WCMRC trains in and employs a variety of response management systems. As an early adopter of many of these techniques, WCMRC introduced a high level of structure and preparedness to its operations that didn’t previously exist in Canadian spill response. Known for our successful incident management, WCMRC has trained organizations in Brazil, China and the UK on best practice in spill response.
Incident Command System
Incident Command System (ICS) provides a standardized organizational structure for the on-scene command, control and coordination of an emergency response. Originally developed in the 1970s to combat wildfires in California, ICS is flexible and expandable to deal with any type or level of emergency and is fully interchangeable—anyone trained in ICS should be able to fill any role within the system. ICS is used globally by all levels of government as well as by many nongovernmental and private sector organizations.
British Columbia was the first Canadian province to adopt ICS when, in 1995, the Provincial Emergency Program adopted it and included its principles in the development of the BC Emergency Response Management System.

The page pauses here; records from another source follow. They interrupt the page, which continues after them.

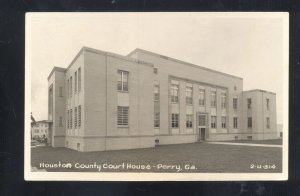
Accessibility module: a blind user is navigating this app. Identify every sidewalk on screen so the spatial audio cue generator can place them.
[206,142,282,148]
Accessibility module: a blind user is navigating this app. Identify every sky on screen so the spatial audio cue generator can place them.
[25,13,288,123]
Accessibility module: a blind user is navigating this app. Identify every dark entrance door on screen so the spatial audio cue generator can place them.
[200,128,205,141]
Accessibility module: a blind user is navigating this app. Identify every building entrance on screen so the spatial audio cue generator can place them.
[197,114,206,141]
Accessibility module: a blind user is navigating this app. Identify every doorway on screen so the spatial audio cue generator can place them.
[197,113,207,141]
[200,128,205,141]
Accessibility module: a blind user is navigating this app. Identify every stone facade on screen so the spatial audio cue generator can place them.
[48,47,277,151]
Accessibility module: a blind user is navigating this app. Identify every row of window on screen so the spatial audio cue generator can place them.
[66,67,81,97]
[170,113,238,129]
[35,123,48,127]
[67,105,81,129]
[118,106,270,129]
[34,129,47,133]
[247,98,270,110]
[170,84,237,109]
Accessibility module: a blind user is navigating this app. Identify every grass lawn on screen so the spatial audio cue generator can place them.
[31,143,282,173]
[220,139,282,145]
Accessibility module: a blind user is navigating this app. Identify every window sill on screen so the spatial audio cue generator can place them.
[118,125,129,128]
[117,90,129,93]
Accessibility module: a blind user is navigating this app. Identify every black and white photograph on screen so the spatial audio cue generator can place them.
[24,12,289,181]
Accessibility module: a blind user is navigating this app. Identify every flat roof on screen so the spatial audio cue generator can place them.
[127,48,243,80]
[66,46,153,71]
[47,67,66,80]
[243,89,276,95]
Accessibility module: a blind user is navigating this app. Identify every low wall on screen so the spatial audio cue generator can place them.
[51,136,65,147]
[155,134,198,145]
[206,132,279,141]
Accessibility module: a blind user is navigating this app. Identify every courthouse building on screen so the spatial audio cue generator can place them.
[48,47,278,151]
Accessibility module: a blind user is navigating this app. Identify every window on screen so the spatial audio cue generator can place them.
[185,84,193,105]
[172,114,179,128]
[221,92,226,109]
[78,67,81,92]
[70,109,73,129]
[78,105,81,128]
[66,79,70,98]
[67,110,70,129]
[233,98,237,110]
[199,89,205,106]
[233,117,237,129]
[210,90,217,108]
[74,107,77,129]
[198,115,206,126]
[222,116,226,129]
[118,70,129,91]
[74,71,77,94]
[171,84,179,103]
[70,76,72,97]
[248,117,252,129]
[210,116,217,129]
[154,84,159,101]
[154,112,159,128]
[58,86,62,97]
[186,114,193,128]
[247,98,252,109]
[117,106,129,126]
[58,116,62,127]
[267,117,270,129]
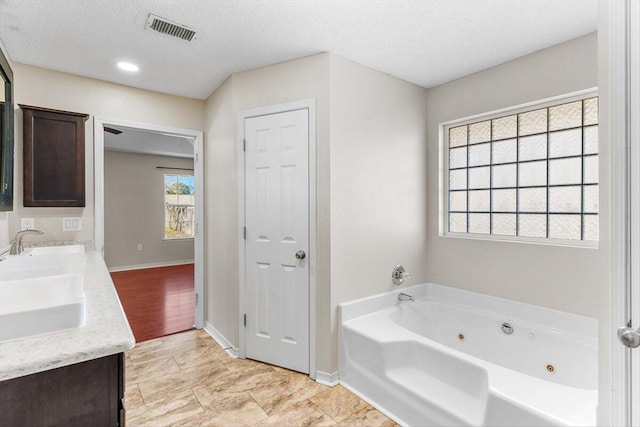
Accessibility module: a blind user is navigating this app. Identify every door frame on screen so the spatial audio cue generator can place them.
[600,1,640,425]
[237,99,317,379]
[93,116,205,329]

Shoreline Cleanup Assessment Technique (SCAT)
Shoreline Cleanup Assessment Technique is an information gathering approach that provides crucial field data on the location, degree and character of shoreline contamination. Data collected is used to create a shoreline cleanup plan that maximizes recovery of contaminated habitats and resources while minimizing the risk of further ecological injury. A systematic and comprehensive process, SCAT begins once the threat of shoreline contamination is identified and continues throughout the response, ensuring the cleanup is based on up-to-date data.
The first 48 hours after a spill are critical for wildlife rehabilitation. The amount of time an animal has spent oiled in its environment before receiving treatment has significant impact on its survivability. Wildlife rehabilitators are quickly activated in a spill response to locate and begin treatment of oiled wildlife and ensure appropriate, safe and high-quality care. Untrained persons should never attempt to wash or treat a wild animal impacted by oil or other pollution.
Marine spills typically produce a lot of waste, and managing it is a critical component of any spill response operation. Options for treating or disposing of waste, as well as for storage and transport, need to be accounted for in contingency planning before a spill occurs. Spill responders typically follow the reduce, reuse, recycle approach to minimize the amount of waste an incident produces.
A key element in the success of any spill response operation is the effectiveness of the response in managing its team. During a response, the priority is to remove spilled oil from the water and prevent oil from reaching the shoreline. If a spill was of a size that required public involvement, volunteers would be given real-time training and become part of the paid workforce. Volunteers should not mobilize themselves. It is not a safe working environment for untrained people, and oily waste requires proper disposal.